How to use local filemanager to do a ssh -J (jump, gateway)

1

1

This is what I am trying to do. I want to connect to a server C, using a local file manager (nautilus, nemo, pcmanfm). I used to do this just writing

sftp://username@ServerC

in the location bar, or using connect to server option. However, now I am not anymore in the local network, then I need to pass first by a gate server. In the terminal, I do not have any problem jumping the gate server.

Doing

ssh -J gate ServerC

The questions then are:
How could I do this using the file manager?
Is there a way to write a kind of SFTP address considering initially the gate server?
Or to call back my local file manager from the terminal after connecting?

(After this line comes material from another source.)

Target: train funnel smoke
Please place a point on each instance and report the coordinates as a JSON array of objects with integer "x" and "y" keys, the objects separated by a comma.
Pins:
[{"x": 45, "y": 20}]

(Server C seems to not have file manager, I do not know if there is any systematic way to check this rather than looking each possible file manager at the time)

Andres Navarro Alsina

Posted 2020-01-06T22:55:27.280

Reputation: 11

Answers

5

GVFS (the common network-fs library used by Nautilus and Nemo) creates its SFTP connections using the regular ssh tool as the transport.

The ssh manual page says that -J is a shortcut for the ProxyJump option. You can specify this option permanently in ~/.ssh/config:

Host ServerC
   ProxyJump gate

user1686

Posted 2020-01-06T22:55:27.280

Reputation: 283 655

Thanks, excellent solution. – Andres Navarro Alsina – 2020-01-07T15:42:54.463

0

If you are open to terminal file managers, nnn can handle options specified like:

sshfs -o ProxyJump=gate,reconnect,idmap=user,cache_timeout=3600

So if you are temporarily out of your local network, you can skip making changes in the ~/.ssh/config.

Other than that, it can also pick up ssh configurations from ~/.ssh/config directly as @user1686 answered. It saves on typing as well. All you need to provide is the host (and password if any).